One simple goal of regular expressions is to find relevant data. The .NET Framework supports regular expression operations with the Regex class. Since Regex contains static methods, regular expressions can be used without instantiating a Regex object. To test if a data string matches against a regular expression, we simply call the Regex.IsMatch method as follows:

string strData   = "Sally sells sea shells by the seashore";
string strSearch = "s\\w{6,}";
if (Regex.IsMatch(strData, strSearch)) { ... } 


The code above is attempting to match the regular expression s\w{6,} (the letter 's' followed by at least 6 word characters) to the string "Sally sells sea shells by the seashore". Notice that construction of strSearch required the use of double backslashes (\\) to denote a single backslash. This is because a single backslash is an escape sequence in the C# string.

Now we can determine if a match was made, but what if we wanted to know what the match was? We can continue the code by calling the Regex.Match method, which returns an object of type Match. A Match object is an enumeration of all the matches for a regular expression.

string strData    = "Sally sells sea shells by the seashore";
string strSearch  = "s\\w{6,}";
string strMatches = "";
if (Regex.IsMatch(strData, strSearch)) {

    Match match = Regex.Match(strData, strSearch);

    while (match != Match.Empty) {
        strMatches = strMatches + match.ToString() + "<br>";
        match = match.NextMatch();
    }
}


Replacing

Another large part of regular expressions is manipulating your string data by specifying search and replace strings. One common usage is the replacement of the characters '<' and '>' with &lt; and &gt; respectively to display HTML tags. This can be accomplished the the Regex.Replace, a static method that returns the result of the search and replace.

string strData = "<b>Sally sells sea shells by the seashore</b>";

strData = Regex.Replace(strData, "<", "&lt;");
strData = Regex.Replace(strData, ">", "&gt;");



Finally you'll probably want some more complicated examples of replacing strings with Regex.Replace. For example, we can rewrite the code above to make one Regex.Replace call as follows:

string strData    = "<b>Sally sells sea shells by the seashore</b>";

string strSearch  = "<(?<tagname>[/\\w]*?)>";
string strReplace = "&lt;${tagname}&gt;";

strData = Regex.Replace(strData, strSearch, strReplace);


This last example demonstrates several useful features of regular expressions. First, notice that the match between the angle brackets was given the name "tagname" by declaring ?<tagname> before the match condition. This allowed the replacement string to use the matched text in the replacement by specifying ${tagname}. The search string also used other regular expression syntax such as character set ([/\\w] denotes a match with / or \w) and non-greedy matching (? denotes that the * operator should match the smallest possible number of characters).

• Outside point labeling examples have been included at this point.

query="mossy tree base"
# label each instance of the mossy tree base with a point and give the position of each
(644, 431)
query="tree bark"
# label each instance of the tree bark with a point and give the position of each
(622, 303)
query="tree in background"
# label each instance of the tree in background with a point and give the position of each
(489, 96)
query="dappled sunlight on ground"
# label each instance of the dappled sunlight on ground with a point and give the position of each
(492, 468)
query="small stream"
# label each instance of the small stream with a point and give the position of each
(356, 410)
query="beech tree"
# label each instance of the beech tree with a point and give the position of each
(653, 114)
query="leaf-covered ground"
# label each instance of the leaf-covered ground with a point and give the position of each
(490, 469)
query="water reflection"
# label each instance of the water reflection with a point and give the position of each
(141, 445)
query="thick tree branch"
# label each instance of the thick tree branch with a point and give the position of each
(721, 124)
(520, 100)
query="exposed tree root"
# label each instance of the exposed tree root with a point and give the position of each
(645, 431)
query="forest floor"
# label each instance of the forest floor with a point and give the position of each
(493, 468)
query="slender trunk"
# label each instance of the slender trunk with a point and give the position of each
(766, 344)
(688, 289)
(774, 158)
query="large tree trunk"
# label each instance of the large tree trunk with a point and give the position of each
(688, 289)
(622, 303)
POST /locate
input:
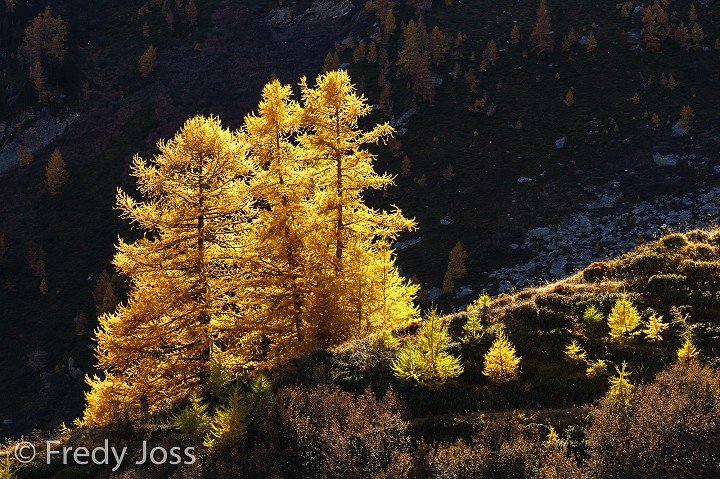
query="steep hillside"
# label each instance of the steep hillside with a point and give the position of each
(526, 207)
(539, 422)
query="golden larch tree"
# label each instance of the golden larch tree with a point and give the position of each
(43, 49)
(501, 363)
(623, 319)
(424, 360)
(654, 329)
(156, 348)
(55, 173)
(332, 62)
(364, 290)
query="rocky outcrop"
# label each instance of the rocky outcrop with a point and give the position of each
(605, 228)
(31, 130)
(319, 10)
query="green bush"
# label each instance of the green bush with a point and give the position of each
(674, 241)
(194, 420)
(670, 428)
(325, 432)
(595, 272)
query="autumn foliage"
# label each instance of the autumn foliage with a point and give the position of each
(259, 246)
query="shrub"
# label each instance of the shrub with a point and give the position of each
(424, 359)
(622, 320)
(596, 271)
(674, 241)
(669, 288)
(194, 420)
(472, 330)
(501, 364)
(670, 429)
(228, 424)
(329, 433)
(592, 316)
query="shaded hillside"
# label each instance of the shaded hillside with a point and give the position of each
(342, 409)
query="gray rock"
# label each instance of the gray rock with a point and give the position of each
(328, 9)
(464, 291)
(407, 243)
(539, 232)
(665, 159)
(405, 118)
(680, 131)
(557, 270)
(434, 294)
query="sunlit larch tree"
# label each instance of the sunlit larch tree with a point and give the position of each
(359, 289)
(158, 345)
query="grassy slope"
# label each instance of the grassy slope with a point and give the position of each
(480, 199)
(680, 270)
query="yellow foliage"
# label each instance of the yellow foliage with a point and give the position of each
(688, 352)
(502, 365)
(620, 387)
(260, 246)
(623, 320)
(575, 353)
(655, 327)
(596, 369)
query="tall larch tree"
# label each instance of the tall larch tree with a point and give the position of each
(147, 62)
(43, 50)
(157, 347)
(362, 291)
(439, 45)
(55, 173)
(280, 264)
(416, 64)
(623, 320)
(540, 37)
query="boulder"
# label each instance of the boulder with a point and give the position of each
(679, 130)
(434, 294)
(665, 159)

Return to Browsing Tutorials

Email this Tutorial to a Friend

Rate this Content:  
low quality  1 2 3 4 5  high quality

Reader's Comments Post a Comment
 
I have found that when writing regular expressions it is easiest to use C#'s '@' "operator." What it does is it causes the string to be interpreted literally... so you don't have to double up the '\' characters in the regular expression.

So you would get something that looks like this:
string regexp = @"s\w{6,}";

For really long regular expressions this really cleans them up.
-- John Gallardo, October 05, 2001
 
I actually agree with John's comments. I wrote this tutorial awhile ago, so I forgot to update it with literal strings. Thanks for the comment!
-- Edmund Chou, October 10, 2001
 
Somebody asked me the following question:

Let say i have a string like this s="[url=http://www.testingonly.com]C# Tutorial[/url]. How can i replace this sting to <a href=">?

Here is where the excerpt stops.